Oględny zdaniem prezesa. Porażający według radnego
Radny Mariusz Brunka nie zostawił suchej nitki na planie finansowym basenu autorstwa prezesa Mariusza Palucha. Ten żąda przeprosin.
Okazuje się, że radny opozycji Mariusz Brunka zbyt poważnie potraktował plan finansowy miejskiej spółki, który otrzymali radni. W odpowiedzi na krytykę pisma autorstwa Mariusza Palucha, ten odpowiada, że był to dokument ogólny i w zasadzie trudno nazwać go analizą finansową.

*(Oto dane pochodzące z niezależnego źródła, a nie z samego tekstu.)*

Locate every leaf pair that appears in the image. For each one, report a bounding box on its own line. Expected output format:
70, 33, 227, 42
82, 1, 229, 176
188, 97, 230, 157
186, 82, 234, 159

Na sesji pod koniec stycznia Mariusz Brunka z Projektu Chojnicka Samorządność nie zostawił suchej nitki na autorze dokumentu pod nazwą „Plan finansowy zarządu Centrum Parku Chojnice na 2015 r.”. Mariuszowi Paluchowi zarzucił gwałt na ortografii, artymetyce i ekonomii. - Porażający dokument. Prezes używa słów, których nie rozumie – mówił radny, którego najbardziej poraziło, że niezbędną interwencję właścicielską oszacował aż na 2,3 mln zł. - Sfera wydawania to pierwsze cztery punkty. Klient jest na 5. miejscu. Ostatni jesteśmy my – jako plan pokrycia środków własnych – referował radny Brunka, zaznaczając, że takie żądania miejskich spółek trzeba ukrócić, by utrzymać w ryzach budżet miasta. A prezes spółki miejskiej w punkcie założenia makroekonomiczne ograniczył się do prośby o wsparcie z miasta. Nic dziwnego, bo jak wynika z planu finansowego, przychody ze sprzedaży indywidualnej nie pokryją nawet kosztów pracy. - Po takim dokumencie należałoby zastanowić się czy największym problemem jest może sam prezes tej instytucji – zakończył swoją wypowiedź.
Reklama | Czytaj dalej »
brunka.mp3
W trakcie obrad Mariusz Paluch jako osoba spoza rady, nie miał możliwości zabrania głosu, choć o taką zabiegał. Pytamy czy w ciągu miesiąca od tej wypowiedzi podjął jakieś działania mające na celu wyjaśnienia, odparcie zarzutów i merytoryczną dyskusję z radnym? Okazuje się, że nie, ale za naszym pośrednictwem zaprasza go do zgłębienia tematyki. Jednocześnie prezes miejskiej spółki oczekuje przeprosin za obraźliwe, jego zdaniem, słowa. Radny krytykował treść i formę planu finansowego. Czy prezes go zrewidował? - Dokument, który przekazałem, a właściwie informację, trudno nazwać analizą finansową, bo tak naprawdę analizę finansową przedstawię w sprawozdaniu działalności zarządu za cały rok, które pojawi się na posiedzeniu zwyczajnym naszej rady nadzorczej (...). Była to informacja oględna i bardzo ogólna – odpowiada prezes Paluch. Brunce, który pełnił funkcję kanclerza wyższej uczelni, poleca też edukację, bo jego zdaniem nie rozumie specyfiki działania prowadzonej przez niego spółki.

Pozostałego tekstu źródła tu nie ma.